Oh, how we fail when we choose to use the world's weapons to fight God's battles, and the world's ethics to dictate our behavior.

Thursday, October 05, 2006

God is Good

I can never get over how absolutely great having a relationship with Jesus Christ really is. He sees me, knows me, and is always right there with the right word and help for whatever situation I am in.

I haven't always known this. I was raised in a Baptist church, and 'accepted Christ' at the age of 7. I thought at the time that I was doing what I needed to to become a Christian. In the succeeding years, I studied my Bible, went to church every time the door opened, did all the 'Christian' young people things. Never found quite what I thought religion was supposed to be. I was always fearful, fretful, and worried about what other people thought---did I fit into the 'Christian' mold. Living to please others is a dead end road.

And eventually I found the dead end. I became cynical, and then finally disgusted at the church life around me. Folks just don't like to do what they say they do. Deacons divorce, church members get arrested, church business meetings turn into arguements with folks just all wanting their own way and pretending to be holier than each other---this is what stood out to me, and just flat turned me off. I saw the same things in my own family, which just made it worse. I just walked away--from God, religion, family, everything.

Then, I guess you could say God found me. I spent so much time looking for Him in other people, and then gave up when I couldn't find what I was looking for---but God wasn't what I had really been looking for, I was trying to justify myself. I wanted other folks to like and accept me...I wanted to be perfect, and became more and more judgmental of others because they weren't. I was so all about ME.

And then, He was there. I don't know how else to explain it. I knew His love, His forgiveness and -- most of all I think -- His mercy. I began to know and follow His leading, His voice. Jesus showed me His reality...that He was really there. He hears me and speaks to me. Jesus loves me...I'm still floored by how real he has made this to me.

God is not a teaching, a philosophy, a system or a happy thought. He is a person.
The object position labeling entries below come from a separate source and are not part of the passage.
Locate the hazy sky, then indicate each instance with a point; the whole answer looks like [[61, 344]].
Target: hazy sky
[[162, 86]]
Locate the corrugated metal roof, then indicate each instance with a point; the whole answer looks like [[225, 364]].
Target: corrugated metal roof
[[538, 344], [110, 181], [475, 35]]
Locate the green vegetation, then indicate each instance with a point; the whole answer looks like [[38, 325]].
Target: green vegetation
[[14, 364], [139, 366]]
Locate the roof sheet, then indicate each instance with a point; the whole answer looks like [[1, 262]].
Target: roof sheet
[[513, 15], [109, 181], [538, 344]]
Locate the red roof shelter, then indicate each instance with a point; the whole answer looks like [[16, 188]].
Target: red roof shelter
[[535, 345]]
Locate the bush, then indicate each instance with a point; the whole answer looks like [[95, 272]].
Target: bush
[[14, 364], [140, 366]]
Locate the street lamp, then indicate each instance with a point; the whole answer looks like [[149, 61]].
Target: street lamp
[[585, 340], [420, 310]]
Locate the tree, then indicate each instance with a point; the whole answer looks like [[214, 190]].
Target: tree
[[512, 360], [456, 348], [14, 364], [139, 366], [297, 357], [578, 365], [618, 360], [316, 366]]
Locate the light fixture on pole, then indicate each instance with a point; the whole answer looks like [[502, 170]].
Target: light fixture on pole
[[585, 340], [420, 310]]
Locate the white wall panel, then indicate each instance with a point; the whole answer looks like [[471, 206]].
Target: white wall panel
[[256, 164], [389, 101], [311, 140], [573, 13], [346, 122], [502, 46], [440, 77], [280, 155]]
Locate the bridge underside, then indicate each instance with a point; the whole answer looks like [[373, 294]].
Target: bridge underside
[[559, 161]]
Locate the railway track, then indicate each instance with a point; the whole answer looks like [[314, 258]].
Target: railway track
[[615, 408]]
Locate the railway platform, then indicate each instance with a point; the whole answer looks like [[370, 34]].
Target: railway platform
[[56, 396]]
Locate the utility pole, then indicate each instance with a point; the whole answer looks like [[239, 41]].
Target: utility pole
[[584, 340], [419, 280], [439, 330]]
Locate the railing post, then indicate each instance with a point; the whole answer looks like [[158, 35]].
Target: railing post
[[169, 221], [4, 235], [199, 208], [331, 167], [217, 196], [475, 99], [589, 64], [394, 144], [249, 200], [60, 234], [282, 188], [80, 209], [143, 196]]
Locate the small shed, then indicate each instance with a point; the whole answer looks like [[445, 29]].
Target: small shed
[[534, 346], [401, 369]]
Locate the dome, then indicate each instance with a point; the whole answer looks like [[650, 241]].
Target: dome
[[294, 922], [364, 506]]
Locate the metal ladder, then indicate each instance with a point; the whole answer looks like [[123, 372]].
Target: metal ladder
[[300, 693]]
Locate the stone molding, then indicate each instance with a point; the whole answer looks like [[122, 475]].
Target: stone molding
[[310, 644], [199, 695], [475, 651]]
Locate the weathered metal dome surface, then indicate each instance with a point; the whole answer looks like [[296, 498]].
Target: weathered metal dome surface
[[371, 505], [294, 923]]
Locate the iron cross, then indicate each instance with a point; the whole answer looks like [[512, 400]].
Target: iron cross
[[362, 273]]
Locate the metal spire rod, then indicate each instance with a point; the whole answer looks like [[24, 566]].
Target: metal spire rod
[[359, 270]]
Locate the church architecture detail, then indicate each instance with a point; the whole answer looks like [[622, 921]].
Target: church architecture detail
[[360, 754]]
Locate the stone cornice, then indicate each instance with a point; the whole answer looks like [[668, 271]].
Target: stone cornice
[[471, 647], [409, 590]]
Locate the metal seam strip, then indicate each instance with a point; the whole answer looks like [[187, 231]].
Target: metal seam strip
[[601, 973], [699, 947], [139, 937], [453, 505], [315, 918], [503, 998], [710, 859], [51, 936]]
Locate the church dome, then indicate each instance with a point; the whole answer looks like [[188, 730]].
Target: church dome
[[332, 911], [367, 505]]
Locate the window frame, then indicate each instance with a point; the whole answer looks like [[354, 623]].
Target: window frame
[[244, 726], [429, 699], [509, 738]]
And the Bible is true. I don't just believe it...I know it, because I know the Author.

Wow, God is really God. And He is good.

Monday, September 25, 2006

Life in the Spirit

I was amazed recently when I read on another (supposedly Christian) site that "what Jesus taught during His earthly ministry was not Christianity."

It really stunned me.

Jesus said..."If you keep my commandments, ye shall abide in My love..." (John 15:10) So how could our Lord not have meant us to live by the tenants of the Sermon on the Mount?
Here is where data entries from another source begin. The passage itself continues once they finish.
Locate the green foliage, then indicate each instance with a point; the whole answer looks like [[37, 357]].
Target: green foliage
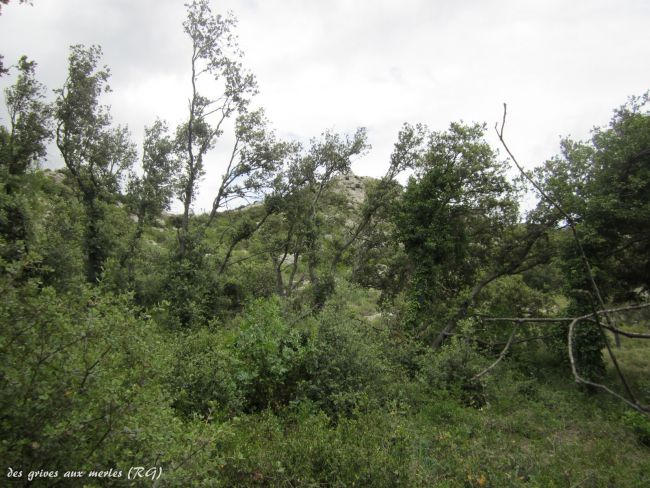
[[81, 380], [288, 343], [453, 214], [640, 425]]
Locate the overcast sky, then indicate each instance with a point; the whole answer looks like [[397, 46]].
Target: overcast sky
[[562, 66]]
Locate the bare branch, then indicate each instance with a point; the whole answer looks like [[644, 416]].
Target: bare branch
[[503, 353]]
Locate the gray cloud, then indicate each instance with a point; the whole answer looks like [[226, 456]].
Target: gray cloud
[[561, 66]]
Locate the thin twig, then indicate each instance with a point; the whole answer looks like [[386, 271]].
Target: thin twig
[[502, 355]]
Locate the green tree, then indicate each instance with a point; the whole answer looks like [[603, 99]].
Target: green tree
[[453, 217], [22, 143], [97, 155], [216, 56], [30, 121]]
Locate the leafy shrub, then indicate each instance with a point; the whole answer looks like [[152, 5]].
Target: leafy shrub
[[451, 369], [81, 380]]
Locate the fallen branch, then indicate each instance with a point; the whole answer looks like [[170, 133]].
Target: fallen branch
[[502, 355], [579, 379]]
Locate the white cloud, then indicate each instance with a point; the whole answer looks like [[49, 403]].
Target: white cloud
[[561, 66]]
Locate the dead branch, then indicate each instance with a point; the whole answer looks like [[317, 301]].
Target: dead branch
[[579, 379], [502, 355], [583, 257]]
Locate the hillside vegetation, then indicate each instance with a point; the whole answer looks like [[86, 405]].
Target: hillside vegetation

The Sermon on the Mount (Matt 5-7) is a call to a life of extreme faith, extreme reliance on Him as our only Protector, Guide and Sovereign.

God says what He means, and means what He says.

How can folks who say that they believe in the inerrancy of scripture then proceed to throw out whatever they don't agree with?

Either it all stands as effectual for us today, or none of it does.

We are missing the beauty of relying completely upon the Holy Spirit in every aspect of our lives. The Lord lives, He is reliable and true. He calls us, not to book knowledge or to accept a philosophy, but to a relationship with Him!

Seek out the God of the Bible. Let Him guide you. He won't lead you wrong.

Wednesday, August 23, 2006

Reality Check

You know, we are lacking something in our zealousness for Christ.

Jesus Christ is a real person.

Before you say..."Duh"..think about this....

If we are bickering in our churches or denominations over who's the boss, are we acting as though we know Jesus is alive? (Who's in charge, after all, if not the King?)

If we quarrel over interpretations of scripture, are we acting as though Jesus is in our midst? (Why not just ask Him, didn't He write it?)

If our opinion is so exalted that we must put down others who don't agree with us by the use of personal assaults, judgmentalism, and harsh criticism...where is our fear of being wrong? Don't we fear the King, who said..."Judge not that ye be not judged" and "Vengence is Mine, I will repay"?

We are forgetting one simple fact....

Jesus did not come to us to take sides...but to take charge.

We will be fruitful to the point that we let Him have charge over us. The Lord will speak to those who will listen, He will lead those who will follow, and He will reject those who place themselves on the throne of their own lives-rejecting His leadership. He lives and rules and reigns. He is in charge.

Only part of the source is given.